Most of those ideas blithely ignore the fact that even if there are other universes, they’re billions and billions of light years away and probably disconnected from our own.
“[We’d be] the sort of best case scenario of a lot of possibilities in which all the factors came together and led to intelligent life. And there’s all these other, countless other universes out there that don’t fit that criteria. So we’re not there to speak about it [and] that’s led Marvel and other sources of comics and science fiction and movies to come up with more multiverse ideas”.

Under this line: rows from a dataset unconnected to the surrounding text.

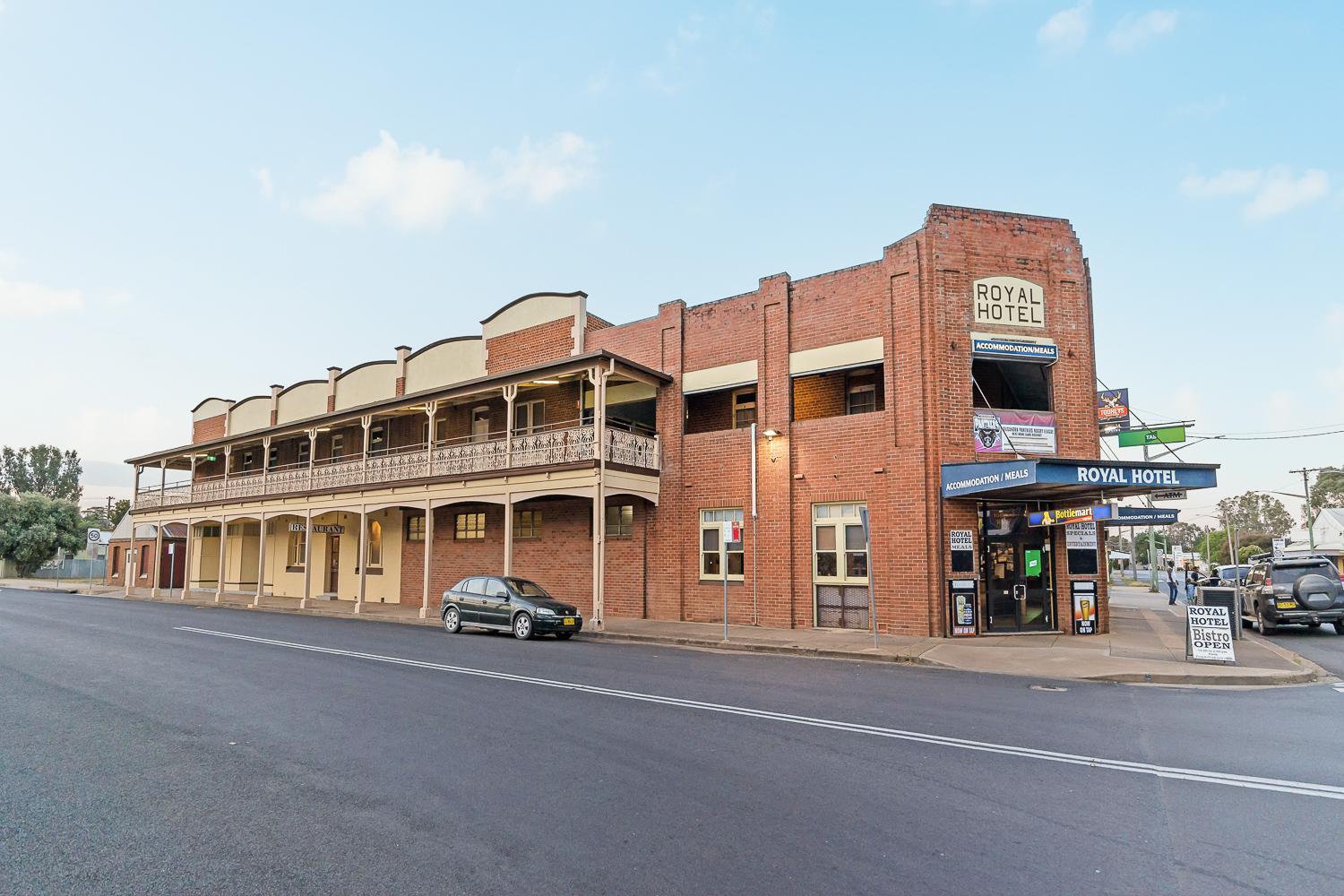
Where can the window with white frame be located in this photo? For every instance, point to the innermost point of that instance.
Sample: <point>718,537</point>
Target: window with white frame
<point>860,398</point>
<point>712,547</point>
<point>744,408</point>
<point>297,547</point>
<point>529,417</point>
<point>470,527</point>
<point>527,524</point>
<point>839,549</point>
<point>375,543</point>
<point>620,520</point>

Most of those ideas blithely ignore the fact that even if there are other universes, they’re billions and billions of light years away and probably disconnected from our own, and besides, both universes are expanding so we’re getting further and further away from each other all the time.
But deepening our understanding of the limits of our knowledge and the mindbending ideas that are pushing right up against them is a way to exercise that wonder muscle, not just for professional quantum physicists and cosmologists, but curious laypeople as well – especially, perhaps, those of us who already find ourselves questioning reality every time we read the news.
So, noted Halpern with considerable understatement, it’d be kind of frustrating if we could prove they were out there.
“It might be disappointing to people that what they imagined as the multiverse is a little different in science, but hopefully,” he added, “it will inspire them to read the sciences and appreciate what science has to offer as well.”